Brian Booth tapped the back wall of Justins’ House of Bourbon at just the right point, and the wall swung open to reveal a windowless den behind the shop. It was a veritable speakeasy of some of the rarest vintage whiskeys ever brought together in one vault—old bottles known in the trade as “dusties.”
That’s a big part of what Justins’ House of Bourbon (601 West Main St., Lexington, Ky.; (859) 317-8609; thehouseofbourbon.com) is all about. Note the placement of the possessive apostrophe. This Mecca for bourbon nerds is the brainchild of Justin Sloan and Justin Thompson, both of whom began collecting vintage bottles of bourbon more than a decade ago.
When Kentucky law changed in 2017 to allow the sale—by the glass and by the bottle—of vintage spirits, the two Justins were ready.
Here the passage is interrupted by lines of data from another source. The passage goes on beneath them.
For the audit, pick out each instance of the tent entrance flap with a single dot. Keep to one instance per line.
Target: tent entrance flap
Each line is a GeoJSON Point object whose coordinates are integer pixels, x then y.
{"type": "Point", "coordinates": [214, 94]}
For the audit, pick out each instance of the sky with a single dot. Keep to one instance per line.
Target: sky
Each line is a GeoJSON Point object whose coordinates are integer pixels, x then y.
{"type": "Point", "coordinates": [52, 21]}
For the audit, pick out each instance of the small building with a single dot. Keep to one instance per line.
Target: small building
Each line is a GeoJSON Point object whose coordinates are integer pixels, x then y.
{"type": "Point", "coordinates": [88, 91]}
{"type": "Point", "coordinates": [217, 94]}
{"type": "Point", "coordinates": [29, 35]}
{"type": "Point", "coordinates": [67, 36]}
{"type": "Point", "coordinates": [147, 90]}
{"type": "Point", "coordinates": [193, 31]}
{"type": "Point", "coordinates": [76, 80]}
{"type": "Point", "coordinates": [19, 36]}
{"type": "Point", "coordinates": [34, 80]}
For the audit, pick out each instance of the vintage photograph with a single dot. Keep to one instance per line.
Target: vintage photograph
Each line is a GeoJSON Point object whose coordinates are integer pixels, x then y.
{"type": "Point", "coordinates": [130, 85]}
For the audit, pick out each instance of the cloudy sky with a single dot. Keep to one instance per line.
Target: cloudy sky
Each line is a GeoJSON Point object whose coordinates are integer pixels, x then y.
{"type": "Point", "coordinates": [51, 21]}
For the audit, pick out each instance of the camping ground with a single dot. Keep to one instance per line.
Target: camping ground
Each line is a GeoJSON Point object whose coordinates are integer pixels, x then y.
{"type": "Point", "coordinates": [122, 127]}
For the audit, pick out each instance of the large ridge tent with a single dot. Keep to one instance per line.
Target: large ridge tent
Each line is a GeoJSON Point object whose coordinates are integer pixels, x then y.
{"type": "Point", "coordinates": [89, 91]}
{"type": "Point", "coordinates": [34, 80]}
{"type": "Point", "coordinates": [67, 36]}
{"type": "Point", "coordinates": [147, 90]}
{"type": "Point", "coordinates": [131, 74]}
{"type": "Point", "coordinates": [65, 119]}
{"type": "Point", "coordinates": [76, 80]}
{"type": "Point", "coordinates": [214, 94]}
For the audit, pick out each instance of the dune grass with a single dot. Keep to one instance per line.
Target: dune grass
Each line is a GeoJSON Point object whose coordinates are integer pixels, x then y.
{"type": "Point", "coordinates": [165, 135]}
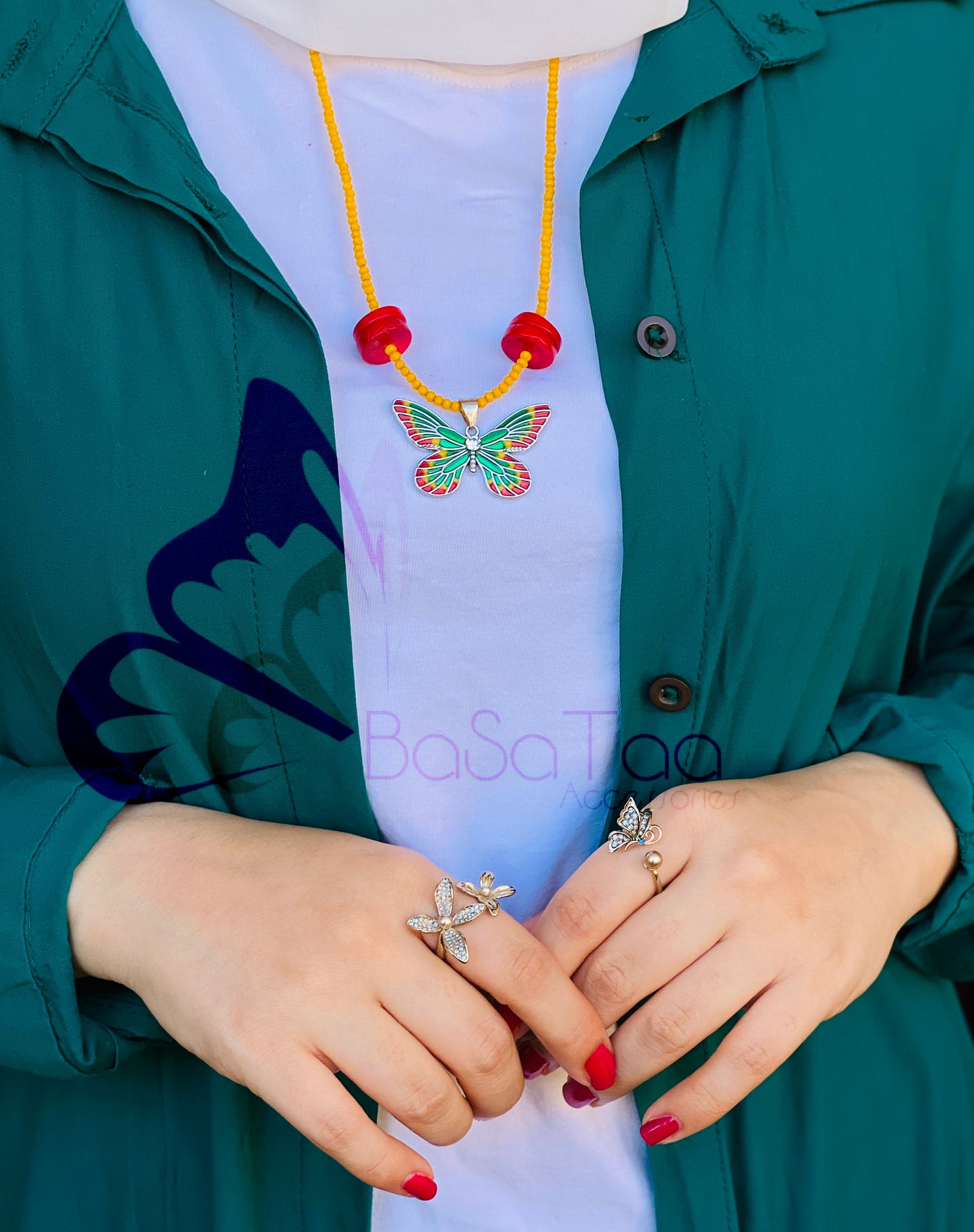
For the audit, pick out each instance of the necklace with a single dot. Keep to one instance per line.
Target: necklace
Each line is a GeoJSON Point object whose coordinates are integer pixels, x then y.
{"type": "Point", "coordinates": [530, 342]}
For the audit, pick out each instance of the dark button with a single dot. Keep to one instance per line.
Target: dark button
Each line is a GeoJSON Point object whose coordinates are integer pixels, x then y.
{"type": "Point", "coordinates": [670, 693]}
{"type": "Point", "coordinates": [657, 336]}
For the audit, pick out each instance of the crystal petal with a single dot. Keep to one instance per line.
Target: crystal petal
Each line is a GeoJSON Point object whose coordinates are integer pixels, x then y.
{"type": "Point", "coordinates": [470, 913]}
{"type": "Point", "coordinates": [455, 944]}
{"type": "Point", "coordinates": [444, 897]}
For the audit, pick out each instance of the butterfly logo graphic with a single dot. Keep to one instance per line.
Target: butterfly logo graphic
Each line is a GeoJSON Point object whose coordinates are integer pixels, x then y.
{"type": "Point", "coordinates": [454, 452]}
{"type": "Point", "coordinates": [636, 828]}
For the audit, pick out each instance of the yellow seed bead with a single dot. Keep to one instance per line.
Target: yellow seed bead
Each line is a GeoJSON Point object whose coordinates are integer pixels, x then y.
{"type": "Point", "coordinates": [358, 247]}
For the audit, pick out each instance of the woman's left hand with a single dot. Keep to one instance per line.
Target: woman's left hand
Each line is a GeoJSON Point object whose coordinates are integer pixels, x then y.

Their shop, just up Main Street from the Lexington Convention Center, helps cement Lexington’s place in the bourbon constellation. The city already hosted The Bourbon Review magazine and the connoisseur’s bar known as Belle’s Cocktail House —both of which Justin Thompson helped found. Sloan is a co-owner of the magazine and one of the founders of the bourbon collectors’ website The Bourbon Mafia (bourbonmafia.org).
The Justins are true evangelists of the gospel of Kentucky’s golden elixir. While the establishment (which now also has a branch in Louisville) does a brisk business selling vintage bourbon to collectors, the Justins consider themselves mainly in the education business. These guys—and their employees like our bourbon steward Brian Booth (right)—could happily talk all day about bourbon, bourbon history, the fine points of tasting, and enough technical details to overwhelm us mere mortals.
A deep dive into the original American spirit
You can simply stop in and have a drink at the bar (only whiskeys made since 1967) or opt for a private tasting in the Speakeasy Room (shown at top of post), where you can explore the universe of old and rare whiskeys.
This experience generally starts around $100 per person, but the proprietors can tailor an experience for any small group and almost any budget. Reserve far ahead for April and October, though, as the House of Bourbon gets slammed during the Keeneland Racing Season.
We did a lengthy tasting, complete with bourbon history lesson. We learned that barrel aging was an accident—a byproduct of sending raw whiskey down the Ohio and Mississippi rivers in oak barrels when the western half of the continent opened up after the Louisiana Purchase. One highlight of our tasting was a Pappy Van Winkle 10 Year Old, the quintessential “wheated” whiskey with light, fruity notes. By contrast, we also sipped an Elmer T. Lee, a single barrel sour mash from 1986 rich with honey, vanilla, and clove. It was Buffalo Trace’s homage to their long-time master distiller who had retired the year before.
Given our limited budget, our rarest was a powerful and spicy Old Carter Rye Batch 4 barrel proof. With only 942 bottles made, the Indiana rye sells around $200 per bottle. Part of that price reflects the Federal alcohol tax on 114.1° proof. With all that spice and bite, it would make a killer chaser for a bowl of Texas red.